Closed ixmatus closed 11 years ago
The problem with the other way (using a global IORef) is that I still have to wrap the request using withOpenSSL and I think passing an SSLContext (if I have one) to the convenience function would be cleaner than always wrapping the request.
Then you'd have to explain to anyone wanting to make a plain http request what an SSLContext is and how to construct one. Which would then require them to have called withOpenSSL
in their main
function, even though they're doing nothing of the sort.
would appear more friendly than using unsafePerformIO
The justification for the use of unsafePerformIO
is documented at Inconvenience.hs line 119.

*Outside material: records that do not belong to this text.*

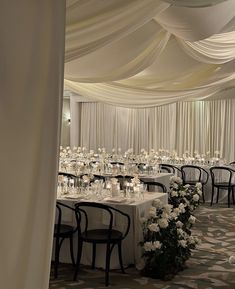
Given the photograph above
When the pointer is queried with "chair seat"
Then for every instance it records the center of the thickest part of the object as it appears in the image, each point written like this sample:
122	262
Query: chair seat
101	236
65	230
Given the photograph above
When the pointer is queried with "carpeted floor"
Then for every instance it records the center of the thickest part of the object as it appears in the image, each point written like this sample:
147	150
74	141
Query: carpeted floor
207	268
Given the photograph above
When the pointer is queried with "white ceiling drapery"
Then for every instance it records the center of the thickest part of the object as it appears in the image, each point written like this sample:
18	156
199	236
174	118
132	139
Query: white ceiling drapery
144	53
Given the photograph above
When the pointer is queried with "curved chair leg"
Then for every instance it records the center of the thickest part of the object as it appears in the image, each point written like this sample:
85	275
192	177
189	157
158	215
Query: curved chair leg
120	256
71	250
233	196
107	265
93	255
57	257
229	192
203	195
79	255
212	196
217	199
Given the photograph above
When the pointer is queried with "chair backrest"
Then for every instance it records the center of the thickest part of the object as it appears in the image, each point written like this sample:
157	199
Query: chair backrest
63	209
164	169
222	174
173	169
90	215
155	184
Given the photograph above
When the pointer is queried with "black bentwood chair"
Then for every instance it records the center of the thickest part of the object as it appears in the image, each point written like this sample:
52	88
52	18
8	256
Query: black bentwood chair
222	178
194	174
62	232
171	169
100	234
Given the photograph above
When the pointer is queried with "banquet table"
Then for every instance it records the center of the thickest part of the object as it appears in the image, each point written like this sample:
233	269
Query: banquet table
131	248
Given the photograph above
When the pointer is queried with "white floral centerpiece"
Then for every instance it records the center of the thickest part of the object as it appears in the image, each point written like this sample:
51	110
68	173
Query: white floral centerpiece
167	239
186	198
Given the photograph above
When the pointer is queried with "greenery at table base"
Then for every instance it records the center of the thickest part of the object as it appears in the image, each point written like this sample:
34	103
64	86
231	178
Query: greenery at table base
167	238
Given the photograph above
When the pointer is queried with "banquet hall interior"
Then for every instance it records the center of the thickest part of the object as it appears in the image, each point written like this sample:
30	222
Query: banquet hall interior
121	103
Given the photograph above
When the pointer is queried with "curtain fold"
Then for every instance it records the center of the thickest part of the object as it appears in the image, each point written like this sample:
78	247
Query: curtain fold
196	127
31	92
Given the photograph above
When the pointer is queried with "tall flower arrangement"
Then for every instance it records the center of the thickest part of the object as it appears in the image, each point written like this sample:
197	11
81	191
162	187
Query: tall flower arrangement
167	239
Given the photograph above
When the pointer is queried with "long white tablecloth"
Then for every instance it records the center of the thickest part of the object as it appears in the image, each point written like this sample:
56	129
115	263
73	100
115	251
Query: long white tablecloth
131	248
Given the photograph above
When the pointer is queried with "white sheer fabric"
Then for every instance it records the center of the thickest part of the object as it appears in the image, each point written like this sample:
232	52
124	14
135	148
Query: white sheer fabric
31	91
185	126
159	54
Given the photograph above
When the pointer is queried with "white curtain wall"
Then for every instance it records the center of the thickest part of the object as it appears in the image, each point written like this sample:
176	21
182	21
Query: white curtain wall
184	126
31	81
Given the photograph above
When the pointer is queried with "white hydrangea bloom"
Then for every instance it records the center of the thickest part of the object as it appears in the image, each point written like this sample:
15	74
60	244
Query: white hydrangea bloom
148	246
198	185
182	193
167	208
187	186
163	223
181	208
143	220
157	245
157	204
153	227
179	224
152	212
174	193
182	243
192	219
196	198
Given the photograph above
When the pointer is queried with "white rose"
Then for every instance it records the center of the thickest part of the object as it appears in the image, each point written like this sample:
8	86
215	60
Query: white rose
173	215
174	193
177	211
167	208
186	186
152	212
153	227
148	246
192	219
157	245
196	198
198	185
163	223
180	232
175	186
182	243
182	193
181	208
165	215
179	224
157	204
143	220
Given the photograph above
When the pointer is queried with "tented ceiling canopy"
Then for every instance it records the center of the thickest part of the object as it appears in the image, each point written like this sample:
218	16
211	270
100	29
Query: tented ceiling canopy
145	53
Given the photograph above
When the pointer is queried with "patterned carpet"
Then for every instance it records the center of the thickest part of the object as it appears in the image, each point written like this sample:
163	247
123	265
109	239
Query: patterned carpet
209	266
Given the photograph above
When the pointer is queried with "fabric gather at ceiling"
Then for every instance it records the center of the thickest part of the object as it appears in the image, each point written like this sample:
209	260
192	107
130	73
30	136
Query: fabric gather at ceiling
145	53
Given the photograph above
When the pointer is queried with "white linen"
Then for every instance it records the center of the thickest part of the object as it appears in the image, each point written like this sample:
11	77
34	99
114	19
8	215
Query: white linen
131	249
31	73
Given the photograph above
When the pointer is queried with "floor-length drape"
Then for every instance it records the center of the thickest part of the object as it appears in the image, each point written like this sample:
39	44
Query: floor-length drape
203	127
31	81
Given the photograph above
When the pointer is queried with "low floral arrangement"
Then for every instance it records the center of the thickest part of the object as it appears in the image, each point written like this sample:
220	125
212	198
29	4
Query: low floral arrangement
167	239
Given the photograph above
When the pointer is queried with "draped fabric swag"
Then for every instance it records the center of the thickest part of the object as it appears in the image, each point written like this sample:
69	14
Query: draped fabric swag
139	53
200	126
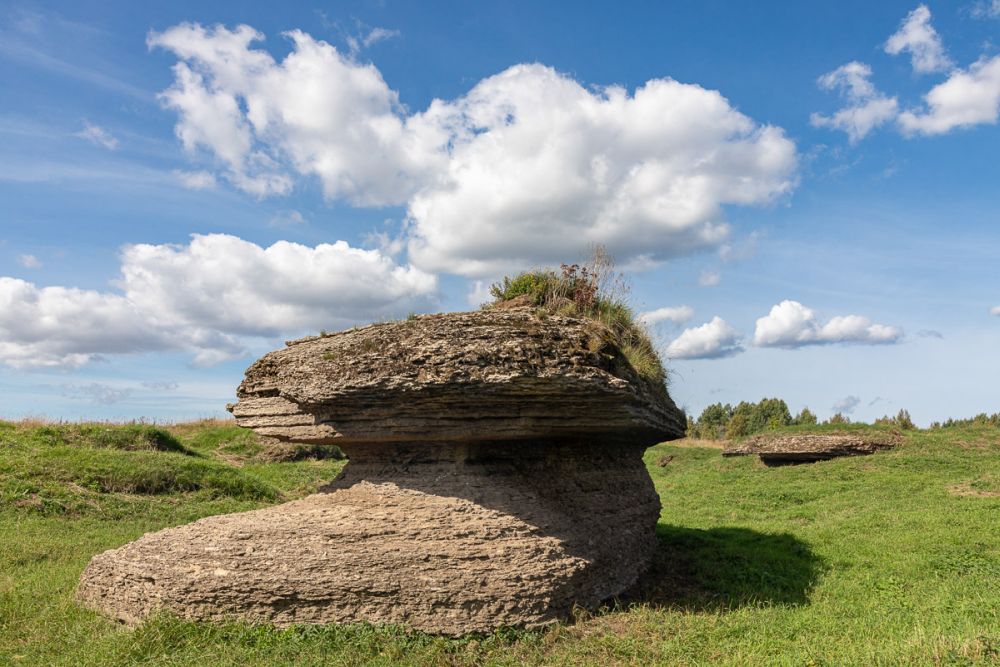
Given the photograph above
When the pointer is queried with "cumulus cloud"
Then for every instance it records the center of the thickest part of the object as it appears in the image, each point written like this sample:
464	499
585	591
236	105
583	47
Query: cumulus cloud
676	314
709	278
791	325
29	261
711	340
986	9
917	36
206	297
161	385
847	404
930	333
290	218
67	327
528	165
97	136
196	180
866	108
968	97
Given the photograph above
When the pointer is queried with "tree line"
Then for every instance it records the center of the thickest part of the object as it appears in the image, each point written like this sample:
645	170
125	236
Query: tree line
722	421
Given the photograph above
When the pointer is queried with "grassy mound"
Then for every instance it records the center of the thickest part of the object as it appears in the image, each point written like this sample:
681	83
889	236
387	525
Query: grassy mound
595	293
891	559
78	470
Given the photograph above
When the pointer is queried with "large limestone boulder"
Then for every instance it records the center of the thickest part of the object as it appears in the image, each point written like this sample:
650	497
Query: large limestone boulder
495	479
776	450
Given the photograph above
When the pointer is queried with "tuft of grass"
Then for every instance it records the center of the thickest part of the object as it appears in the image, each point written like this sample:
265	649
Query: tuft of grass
594	292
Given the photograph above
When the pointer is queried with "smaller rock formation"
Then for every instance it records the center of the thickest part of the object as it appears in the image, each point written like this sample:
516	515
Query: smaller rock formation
776	450
495	478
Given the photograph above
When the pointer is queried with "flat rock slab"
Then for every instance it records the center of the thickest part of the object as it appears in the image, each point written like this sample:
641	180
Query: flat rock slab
476	541
500	374
807	448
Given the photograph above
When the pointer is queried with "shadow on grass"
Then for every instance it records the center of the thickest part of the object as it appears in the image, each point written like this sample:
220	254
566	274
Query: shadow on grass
726	568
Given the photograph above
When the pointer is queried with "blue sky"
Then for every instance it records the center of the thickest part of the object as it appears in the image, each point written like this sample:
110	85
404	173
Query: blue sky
805	195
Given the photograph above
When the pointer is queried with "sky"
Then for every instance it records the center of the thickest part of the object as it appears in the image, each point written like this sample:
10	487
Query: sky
804	195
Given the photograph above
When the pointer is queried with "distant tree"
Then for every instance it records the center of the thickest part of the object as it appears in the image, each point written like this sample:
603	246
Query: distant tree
713	421
903	420
738	426
805	418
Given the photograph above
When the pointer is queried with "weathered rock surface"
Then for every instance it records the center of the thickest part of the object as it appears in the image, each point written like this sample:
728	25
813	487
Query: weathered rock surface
495	479
807	448
501	374
445	546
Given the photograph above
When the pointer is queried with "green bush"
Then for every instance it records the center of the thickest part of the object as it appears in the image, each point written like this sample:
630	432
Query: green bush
596	293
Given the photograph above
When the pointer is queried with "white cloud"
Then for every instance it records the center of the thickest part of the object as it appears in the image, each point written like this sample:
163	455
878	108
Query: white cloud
711	340
67	327
196	180
29	261
917	35
867	108
968	97
986	9
287	219
223	283
846	405
709	278
205	297
161	385
540	165
97	392
97	136
676	314
377	34
479	293
527	168
790	325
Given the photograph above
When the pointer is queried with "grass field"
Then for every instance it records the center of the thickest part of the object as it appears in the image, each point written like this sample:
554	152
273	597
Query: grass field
888	559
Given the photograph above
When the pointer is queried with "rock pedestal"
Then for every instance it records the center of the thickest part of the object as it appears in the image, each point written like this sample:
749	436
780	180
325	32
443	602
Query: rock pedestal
495	479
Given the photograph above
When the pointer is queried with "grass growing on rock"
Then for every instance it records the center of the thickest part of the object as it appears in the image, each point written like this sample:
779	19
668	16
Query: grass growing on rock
595	292
892	558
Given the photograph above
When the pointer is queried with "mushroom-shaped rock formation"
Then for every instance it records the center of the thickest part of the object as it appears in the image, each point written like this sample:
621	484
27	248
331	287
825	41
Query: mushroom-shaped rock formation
495	479
776	450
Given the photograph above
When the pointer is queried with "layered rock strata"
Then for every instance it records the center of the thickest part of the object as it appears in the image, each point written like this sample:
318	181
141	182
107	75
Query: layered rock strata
495	478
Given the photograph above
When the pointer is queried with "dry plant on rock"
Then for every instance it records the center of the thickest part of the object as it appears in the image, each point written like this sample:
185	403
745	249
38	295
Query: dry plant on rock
595	291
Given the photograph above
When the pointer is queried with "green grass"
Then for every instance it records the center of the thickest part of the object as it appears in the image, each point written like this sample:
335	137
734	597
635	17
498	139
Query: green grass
888	559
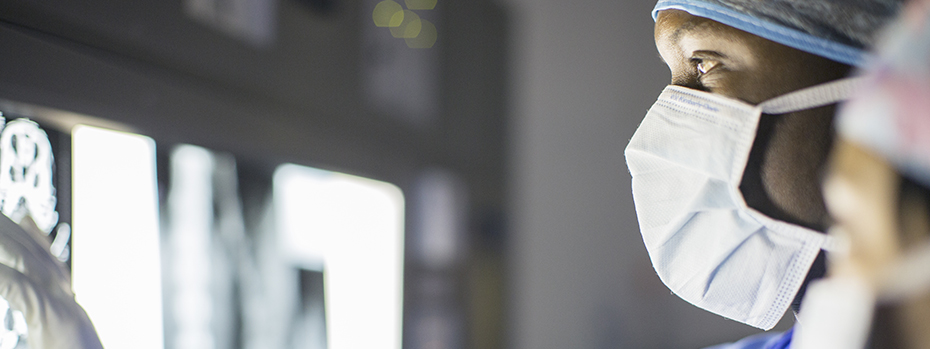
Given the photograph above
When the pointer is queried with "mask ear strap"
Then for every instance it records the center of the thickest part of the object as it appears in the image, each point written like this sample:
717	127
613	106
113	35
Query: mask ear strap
811	97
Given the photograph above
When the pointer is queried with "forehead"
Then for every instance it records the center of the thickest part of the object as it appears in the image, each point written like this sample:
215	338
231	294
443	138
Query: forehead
678	28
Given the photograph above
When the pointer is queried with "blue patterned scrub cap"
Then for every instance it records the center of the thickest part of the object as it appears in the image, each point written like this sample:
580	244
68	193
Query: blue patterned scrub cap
840	30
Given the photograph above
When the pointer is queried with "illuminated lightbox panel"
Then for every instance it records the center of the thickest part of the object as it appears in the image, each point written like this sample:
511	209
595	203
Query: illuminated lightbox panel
348	227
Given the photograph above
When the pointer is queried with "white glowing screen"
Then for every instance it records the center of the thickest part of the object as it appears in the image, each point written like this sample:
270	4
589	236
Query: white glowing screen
115	257
354	228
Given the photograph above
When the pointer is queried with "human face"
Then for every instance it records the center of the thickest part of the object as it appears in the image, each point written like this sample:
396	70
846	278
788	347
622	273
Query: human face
782	177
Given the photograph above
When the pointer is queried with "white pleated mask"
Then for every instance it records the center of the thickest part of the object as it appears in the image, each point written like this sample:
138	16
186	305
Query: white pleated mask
687	160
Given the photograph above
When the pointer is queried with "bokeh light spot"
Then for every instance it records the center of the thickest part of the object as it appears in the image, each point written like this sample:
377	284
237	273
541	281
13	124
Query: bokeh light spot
388	14
426	38
420	4
409	28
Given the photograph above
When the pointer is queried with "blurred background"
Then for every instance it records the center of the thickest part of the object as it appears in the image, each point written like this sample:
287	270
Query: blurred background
297	174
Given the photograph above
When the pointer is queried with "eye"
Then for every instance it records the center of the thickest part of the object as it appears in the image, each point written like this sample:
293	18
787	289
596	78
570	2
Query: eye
703	66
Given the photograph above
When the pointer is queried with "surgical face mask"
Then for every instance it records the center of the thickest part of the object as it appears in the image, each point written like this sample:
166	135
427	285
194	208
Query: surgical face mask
687	160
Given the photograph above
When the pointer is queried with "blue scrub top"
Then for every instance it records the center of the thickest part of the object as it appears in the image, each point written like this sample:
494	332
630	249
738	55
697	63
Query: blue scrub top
776	340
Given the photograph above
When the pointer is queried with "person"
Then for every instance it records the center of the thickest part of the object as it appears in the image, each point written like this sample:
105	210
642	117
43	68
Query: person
726	165
877	189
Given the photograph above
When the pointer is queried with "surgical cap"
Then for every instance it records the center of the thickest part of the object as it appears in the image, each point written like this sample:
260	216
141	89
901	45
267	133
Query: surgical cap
890	115
840	30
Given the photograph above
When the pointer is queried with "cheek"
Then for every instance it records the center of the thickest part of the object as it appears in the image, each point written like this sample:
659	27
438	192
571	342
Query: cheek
793	163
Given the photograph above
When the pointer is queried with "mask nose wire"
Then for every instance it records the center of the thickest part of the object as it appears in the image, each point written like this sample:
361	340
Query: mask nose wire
812	97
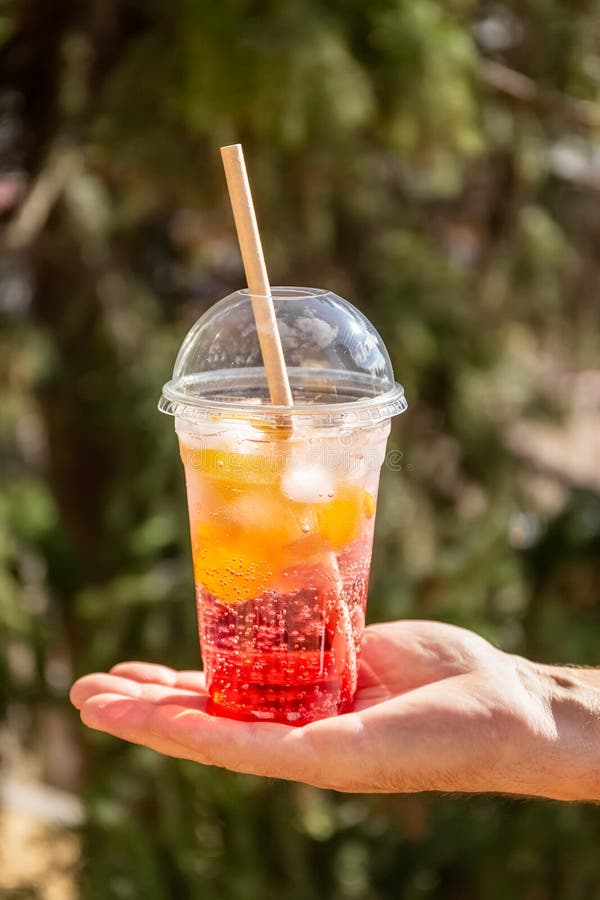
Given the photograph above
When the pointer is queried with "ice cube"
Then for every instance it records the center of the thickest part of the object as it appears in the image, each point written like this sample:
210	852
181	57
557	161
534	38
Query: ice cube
307	484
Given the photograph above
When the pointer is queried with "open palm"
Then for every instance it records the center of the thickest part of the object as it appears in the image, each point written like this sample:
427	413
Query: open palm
437	708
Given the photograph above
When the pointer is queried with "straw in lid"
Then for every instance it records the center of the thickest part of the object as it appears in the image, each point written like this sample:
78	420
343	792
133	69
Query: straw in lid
338	367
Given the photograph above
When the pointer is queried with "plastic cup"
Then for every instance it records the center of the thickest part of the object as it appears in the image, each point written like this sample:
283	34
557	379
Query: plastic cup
282	500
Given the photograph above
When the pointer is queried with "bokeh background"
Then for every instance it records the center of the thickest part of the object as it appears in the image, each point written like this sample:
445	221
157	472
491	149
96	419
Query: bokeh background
437	162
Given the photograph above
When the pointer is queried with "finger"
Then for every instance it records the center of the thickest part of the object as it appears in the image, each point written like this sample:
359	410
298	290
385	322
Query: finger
444	737
127	718
402	656
102	683
140	671
188	733
266	748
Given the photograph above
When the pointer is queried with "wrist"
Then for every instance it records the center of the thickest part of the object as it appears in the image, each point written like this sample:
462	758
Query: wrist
568	744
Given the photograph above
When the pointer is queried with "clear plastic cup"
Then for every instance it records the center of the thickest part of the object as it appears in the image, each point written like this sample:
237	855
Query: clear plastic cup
282	499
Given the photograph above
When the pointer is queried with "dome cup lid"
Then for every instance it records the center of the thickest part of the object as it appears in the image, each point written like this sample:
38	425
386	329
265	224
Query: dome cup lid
338	367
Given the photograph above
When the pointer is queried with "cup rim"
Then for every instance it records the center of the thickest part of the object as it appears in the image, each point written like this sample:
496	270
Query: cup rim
365	410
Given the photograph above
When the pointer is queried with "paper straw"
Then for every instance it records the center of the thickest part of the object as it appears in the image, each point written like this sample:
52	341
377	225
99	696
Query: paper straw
256	275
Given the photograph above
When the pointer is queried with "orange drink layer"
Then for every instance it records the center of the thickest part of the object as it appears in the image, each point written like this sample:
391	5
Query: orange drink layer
281	532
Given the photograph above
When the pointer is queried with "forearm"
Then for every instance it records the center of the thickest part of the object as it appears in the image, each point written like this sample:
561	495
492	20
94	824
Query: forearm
569	748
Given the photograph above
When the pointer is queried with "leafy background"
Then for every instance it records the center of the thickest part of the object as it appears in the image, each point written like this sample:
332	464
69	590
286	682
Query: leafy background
438	163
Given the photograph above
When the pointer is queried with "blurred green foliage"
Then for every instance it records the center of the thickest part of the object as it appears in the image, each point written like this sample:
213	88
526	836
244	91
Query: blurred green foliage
396	160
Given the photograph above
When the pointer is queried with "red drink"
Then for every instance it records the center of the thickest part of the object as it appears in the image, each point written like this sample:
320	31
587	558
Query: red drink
281	551
282	498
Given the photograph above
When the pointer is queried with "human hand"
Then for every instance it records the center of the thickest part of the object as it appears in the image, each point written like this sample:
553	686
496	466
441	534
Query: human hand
437	708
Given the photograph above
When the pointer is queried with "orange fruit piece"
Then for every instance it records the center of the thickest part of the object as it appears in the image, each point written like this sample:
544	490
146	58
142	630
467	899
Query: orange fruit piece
339	521
229	566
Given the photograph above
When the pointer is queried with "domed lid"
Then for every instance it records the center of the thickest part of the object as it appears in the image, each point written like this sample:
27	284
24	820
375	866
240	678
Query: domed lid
337	364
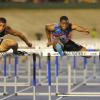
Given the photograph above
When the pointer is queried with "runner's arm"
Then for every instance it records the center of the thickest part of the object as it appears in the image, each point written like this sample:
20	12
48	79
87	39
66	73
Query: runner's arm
20	35
80	28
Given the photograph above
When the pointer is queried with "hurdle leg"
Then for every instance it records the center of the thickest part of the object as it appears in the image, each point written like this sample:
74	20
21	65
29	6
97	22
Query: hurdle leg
34	76
85	70
49	77
39	69
29	71
9	66
57	76
15	74
94	67
5	75
69	79
74	70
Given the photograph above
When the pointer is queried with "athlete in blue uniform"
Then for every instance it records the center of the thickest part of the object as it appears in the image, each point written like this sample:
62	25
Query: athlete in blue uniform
59	35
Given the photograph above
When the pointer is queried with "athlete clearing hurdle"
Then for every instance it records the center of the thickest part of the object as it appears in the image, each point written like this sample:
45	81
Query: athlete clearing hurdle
6	44
59	35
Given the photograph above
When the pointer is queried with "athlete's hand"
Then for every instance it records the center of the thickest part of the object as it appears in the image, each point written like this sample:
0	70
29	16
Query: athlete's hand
87	32
29	44
49	43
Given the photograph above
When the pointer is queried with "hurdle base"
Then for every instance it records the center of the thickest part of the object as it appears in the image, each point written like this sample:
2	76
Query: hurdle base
5	94
37	94
81	94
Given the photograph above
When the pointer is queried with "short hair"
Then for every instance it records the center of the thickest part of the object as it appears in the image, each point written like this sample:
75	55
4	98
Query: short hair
3	20
64	18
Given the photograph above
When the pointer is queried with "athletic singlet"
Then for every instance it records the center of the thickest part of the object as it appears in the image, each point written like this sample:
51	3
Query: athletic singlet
2	35
59	34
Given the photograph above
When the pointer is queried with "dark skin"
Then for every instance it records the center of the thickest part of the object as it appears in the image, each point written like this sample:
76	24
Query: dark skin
63	25
13	32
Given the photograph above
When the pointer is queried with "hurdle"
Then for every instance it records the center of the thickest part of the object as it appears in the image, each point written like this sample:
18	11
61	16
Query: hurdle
49	94
70	91
14	84
69	77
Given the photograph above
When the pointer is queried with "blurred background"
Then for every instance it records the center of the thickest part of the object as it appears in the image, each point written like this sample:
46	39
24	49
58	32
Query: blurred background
31	16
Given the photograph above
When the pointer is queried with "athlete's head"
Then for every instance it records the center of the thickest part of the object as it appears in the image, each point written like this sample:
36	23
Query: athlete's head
64	22
2	23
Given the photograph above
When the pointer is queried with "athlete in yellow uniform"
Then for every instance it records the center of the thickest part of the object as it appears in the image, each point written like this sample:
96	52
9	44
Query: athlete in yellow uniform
6	44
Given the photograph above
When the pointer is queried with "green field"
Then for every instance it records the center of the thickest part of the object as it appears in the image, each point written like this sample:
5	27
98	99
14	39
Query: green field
31	21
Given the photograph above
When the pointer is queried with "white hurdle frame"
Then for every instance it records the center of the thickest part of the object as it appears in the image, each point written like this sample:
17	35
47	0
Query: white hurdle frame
70	93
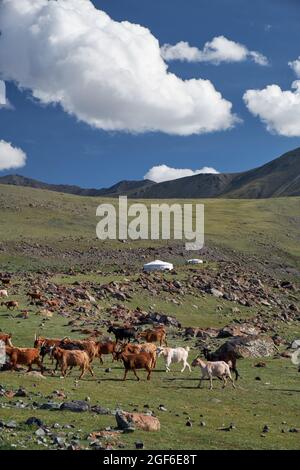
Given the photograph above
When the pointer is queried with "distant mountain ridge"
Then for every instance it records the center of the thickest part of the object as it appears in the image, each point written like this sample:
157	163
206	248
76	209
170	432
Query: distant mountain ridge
278	178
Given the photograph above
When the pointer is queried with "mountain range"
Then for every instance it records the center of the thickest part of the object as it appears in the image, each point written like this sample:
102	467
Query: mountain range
278	178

Meanwhile, I think we've established that the problem here was the failure to call withOpenSSL
in your main
function as is documented at "Convenience APIs". I'd like to find a way to guard the openssl library better, but in the mean time I think we'll stick with the API we have.
AfC
What it fixes
The usage of the convenience functions to retrieve a resource:
resp <- get url concatHandler
In particular, when an HTTPS resource scheme is provided. The HsOpenSSL library only works if the request is wrapped in an
withOpenSSL
computation. The intended effect however is to not require the programmer to do anything specifically different if providing an HTTPS scheme vs. an HTTP scheme.The default behavior (without
withOpenSSL
) ends in a segmentation fault and to fix that the request needs to be explicitly wrapped, which makes the original intention of the convenience functions moot.This fixes that, by wrapping ONLY the connection builder that was branched from a match on an HTTPS scheme in the URI.
The only problem is the inability to modify the OpenSSL context created before the request is made; however, if the user needs that ability it would be easy to build what they need on their own or revise this current solution to enable the user to pass their own SSL context through the convenience functions (modifying which ciphers are used, cert checking, cert locations, etc...).